Sunday, October 12, 2008

The Theists Dance - or Pigeon-Logic

Some years ago, a researcher named B.F. Skinner set-up an experiment where Pigeon’s were kept in a cage and fed at random intervals of time by an automatic pellet dispenser.  The pigeons were observed for any odd behaviour associated with the feeding.  What the results were was that the pigeons developed a sort of dance that seems to have evolved from movements by the pigeon when a pellet was dropped from the dispenser.  The idea behind this is that the food would come and the pigeon would try to copy its previous movements at the time of the pellet dropped before in order to get another pellet to eat.  If the movement seemed to work again in the future, that movement would be incorporated in the repertoire.  If the movement seemed to fail to get a pellet, the pigeon would revise or remove said movement.  On top of that, movements were combined in the idea that some combination of movements would and wouldn’t get a pellet.  After a while, the pigeons in their cages began performing elaborate dances including twirls, head bobs, and footloose all based on previous trial runs. 

Now the thing to remember as the dance evolved was that the dance really didn’t have any effect on getting the pellet.  The pellet dispenser was set to dispense pellets using a random number generator from a computer.  In fact, one not even need to know that the computer existed to know that the dance didn’t have any effect.  One could simply observe the statistical data and show no correlation between the dance and the pellet drop, and I doubt the pigeon itself thought of creating a controlled experiment to test its dance. 

For me, and probably for many others, this behaviour pattern is reminiscent of the irrational cause and effects that theists claim to exist that are due to the deities they respectively believe in.  It’s probably more readily observed by the more primitive indigenous people who perform rain dances and blood sacrifices for a good harvest, but it can also be seen in the more ‘major’ religions which historically have had many of the same superstitious rituals as the rain dances and blood sacrifices. 

Prayer is used by theists to achieve something they desire.  When it ‘works’ they think their god caused it and believe similar prayers will work again.  When prayer doesn’t work, they think they’re not worthy of the answer.  So they either conform the prayer to ones that have worked or try a new one.  As an example, when people pray for a loved one to be cured of cancer they probably go through a series of slightly different prayers until one works, or rather this has already been done and priests will claim to have the developed prayer already necessary to have the desired outcome.  If it doesn’t work, oh well, someone must have been doing something wrong or god doesn’t think it should work this time.  If it does work, the people will think their prayers work, even though all research into the effects of prayer have shown no effect other than a few cases of placebo (sometimes having the opposite desired effect). 

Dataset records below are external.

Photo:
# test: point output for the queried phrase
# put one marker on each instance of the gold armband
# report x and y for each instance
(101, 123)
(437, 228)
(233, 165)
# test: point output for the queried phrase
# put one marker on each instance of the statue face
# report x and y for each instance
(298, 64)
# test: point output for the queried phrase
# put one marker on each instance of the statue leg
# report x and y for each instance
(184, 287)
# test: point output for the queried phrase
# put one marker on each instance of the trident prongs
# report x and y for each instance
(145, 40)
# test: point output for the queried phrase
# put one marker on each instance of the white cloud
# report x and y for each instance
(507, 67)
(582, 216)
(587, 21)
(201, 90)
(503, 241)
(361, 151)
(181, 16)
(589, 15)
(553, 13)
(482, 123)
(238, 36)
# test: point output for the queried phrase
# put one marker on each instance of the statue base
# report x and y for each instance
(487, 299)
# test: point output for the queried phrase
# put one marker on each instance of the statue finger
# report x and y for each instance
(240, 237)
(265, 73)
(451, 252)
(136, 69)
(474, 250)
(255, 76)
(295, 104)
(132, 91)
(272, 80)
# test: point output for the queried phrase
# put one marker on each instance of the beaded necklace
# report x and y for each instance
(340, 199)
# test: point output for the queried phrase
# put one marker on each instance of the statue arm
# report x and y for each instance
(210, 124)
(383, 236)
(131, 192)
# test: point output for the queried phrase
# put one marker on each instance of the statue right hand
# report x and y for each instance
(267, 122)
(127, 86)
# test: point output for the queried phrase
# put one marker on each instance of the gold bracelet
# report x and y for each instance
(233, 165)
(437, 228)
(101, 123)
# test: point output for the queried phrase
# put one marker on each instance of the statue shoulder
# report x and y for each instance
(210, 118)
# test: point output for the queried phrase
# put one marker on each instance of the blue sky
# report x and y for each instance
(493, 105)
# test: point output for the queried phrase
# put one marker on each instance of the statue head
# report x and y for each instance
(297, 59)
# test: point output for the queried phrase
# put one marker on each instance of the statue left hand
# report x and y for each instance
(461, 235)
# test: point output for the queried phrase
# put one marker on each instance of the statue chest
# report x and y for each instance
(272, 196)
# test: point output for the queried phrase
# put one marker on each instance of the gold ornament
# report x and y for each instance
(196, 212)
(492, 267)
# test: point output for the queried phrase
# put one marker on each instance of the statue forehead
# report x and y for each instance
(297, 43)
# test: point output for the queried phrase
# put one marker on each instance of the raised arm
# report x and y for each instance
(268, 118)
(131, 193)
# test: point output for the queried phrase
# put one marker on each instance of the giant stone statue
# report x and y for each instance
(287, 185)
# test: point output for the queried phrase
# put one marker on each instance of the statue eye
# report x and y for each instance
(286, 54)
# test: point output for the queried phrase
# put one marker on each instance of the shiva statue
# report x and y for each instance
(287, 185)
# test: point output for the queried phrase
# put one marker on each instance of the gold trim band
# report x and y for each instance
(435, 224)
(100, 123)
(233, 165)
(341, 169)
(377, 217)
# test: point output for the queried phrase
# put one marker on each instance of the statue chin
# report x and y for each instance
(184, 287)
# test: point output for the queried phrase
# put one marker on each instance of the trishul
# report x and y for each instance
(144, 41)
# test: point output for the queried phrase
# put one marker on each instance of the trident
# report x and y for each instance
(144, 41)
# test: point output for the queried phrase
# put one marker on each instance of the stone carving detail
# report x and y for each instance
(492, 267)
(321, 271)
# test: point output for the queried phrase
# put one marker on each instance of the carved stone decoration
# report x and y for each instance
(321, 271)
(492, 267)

We can also see this behaviour in theists reasoning.  They’ll argue a point but then be shown that their point doesn’t work.  So they revise their point (by changing the words or the meaning of the words) or try a new one.  They’ll repeat this process and even sometimes come back to their previous points that they have been shown to be invalid in hopes that some combination of unreasonable points will make a difference or more simply for the single reason that the theist and/or his/her arguer has forgotten why the point doesn’t work.  Then all it takes is one or two arguers against the theist to fail to recognize a counterpoint (or give-up on the theist being able to reason) and the theist will claim triumph, even though subsequent arguers will show them wrong.  But it worked in the past for the theist, and by their logic (or pigeon-logic) there must be something right about their argument.  We can observe this readily in this group as we see the same people bring up the same arguments and get refuted over and over… and over.  And many times they’ll distance themselves from the original point only to come back to it again in hopes that such distancing removed any counterarguments.  This group is a testament to the claim. 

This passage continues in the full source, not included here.